Gay is a true treasure. I will definitely be returning to these again and again.
This book is absolutely gorgeous and brilliant, one of my favorites of the year. Gay is a beautiful storyteller with so much poetic wisdom to offer, and with the ability to make you laugh, cry and reflect on your own life all in one page. I love the way he both humanizes the daily (sometimes mundane) parts of our lives while skillfully tying it to the bigger sociopolitical context.
“Though I didn’t yet have the words for it, plantings that orchard—by which I mean, you know this by now, joining my labor to the labor by which it came to be—reminded me, or illuminated for me, a matrix of connection, of care, that exists not only in the here and now, but comes to us from the past and extends forward into the future. A rhizomatic care I so often forget to notice I am every second in the midst of.”
i love u long, run on sentences i love you joy within grief, grief within joy, i love u gratitude as burning monsanto seeds/gratitude as resistance, i love u footnotes that become pages, i love u ross gay
I love Ross Gay. Your mother your cousin your neighbor would love Ross Gay! Not to make Grand Statements but I truly believe him to be one of the most important writers today + I am so thankful for his words always.
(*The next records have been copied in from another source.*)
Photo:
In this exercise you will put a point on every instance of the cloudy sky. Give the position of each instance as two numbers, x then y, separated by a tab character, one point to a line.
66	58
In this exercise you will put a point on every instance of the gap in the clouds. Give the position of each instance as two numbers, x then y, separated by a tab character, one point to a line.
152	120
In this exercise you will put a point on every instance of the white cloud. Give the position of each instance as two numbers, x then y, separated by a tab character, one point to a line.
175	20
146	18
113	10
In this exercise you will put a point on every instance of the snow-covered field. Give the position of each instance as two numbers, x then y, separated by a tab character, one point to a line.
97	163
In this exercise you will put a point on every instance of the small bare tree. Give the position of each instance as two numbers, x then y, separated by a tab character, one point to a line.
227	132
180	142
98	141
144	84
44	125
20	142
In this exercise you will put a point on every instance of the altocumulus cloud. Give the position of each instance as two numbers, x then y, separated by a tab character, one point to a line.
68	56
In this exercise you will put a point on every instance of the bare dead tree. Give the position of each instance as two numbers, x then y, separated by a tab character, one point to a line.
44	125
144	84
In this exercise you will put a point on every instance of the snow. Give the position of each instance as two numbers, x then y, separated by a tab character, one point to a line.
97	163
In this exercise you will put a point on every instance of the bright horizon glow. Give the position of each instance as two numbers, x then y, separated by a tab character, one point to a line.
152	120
Also made me cry about springtime in west philly
Energetic, lyrical writing that is both personal and political. I appreciated the sprawling sentences and multi-page footnotes. (I liked the fact that Gay was willing to break the rules in terms of what's expected and/or typical.)
i think the biggest take away, no matter how you go through life hardships, it even friends' or family members' hardship ...if you are one who help them, encourages them, etc. they will change your heart, your mind and move you in your daily life. out on October 25, 2022. i am happy i won it through Goodreads giveaway. Black & African American Biographies & Memoirs. essays (kindle and books). i did receive a book that was not in its "final state", which is fun, but you don't know that all you are reading is the final bit that all will see when they read it in October?? point being there will be no quote in this review, because you as i said you don't know what will be final. which is kind of poohie ... i love giving quotes when reading books similar in style to this ... i think something to learn if you have never been through a similar time in our daily life ...the point of when you lose something. no matter a friend, family member or pet. the dealing with loss is rough, it can rip you down right to a time when you might need outside advice or to maybe leaning on others to help ya through. depends on you and how you deal with such events in your life (daily life) i don't personally think that any such method is best ...if it works for you that is most important. find that happy medium and find 1's who you can lean upon and lift you up when you might need that encouragement and positivity. for myself ... i am thankful i have a family and loved ones to lift me up and encourage me ...as well as i can do a similar time for them. give and take. "naysayers" ("a person who criticizes, objects to, or opposes something") you gotta have a plan, i know sometimes u gotta wing it, but you need to have the guts to keep going if in your heart you know what you are doing is right??! don't allow others those "naysayers", to weigh you down. gorgeous book cover. i do believe that you can learn from others, when they might go through this or that ...it might help you. i know it is sad to think that due to their sad times you are encouraged but i do believe you get my point ...they might have a suggestion to keep you roaring on ... moving forward.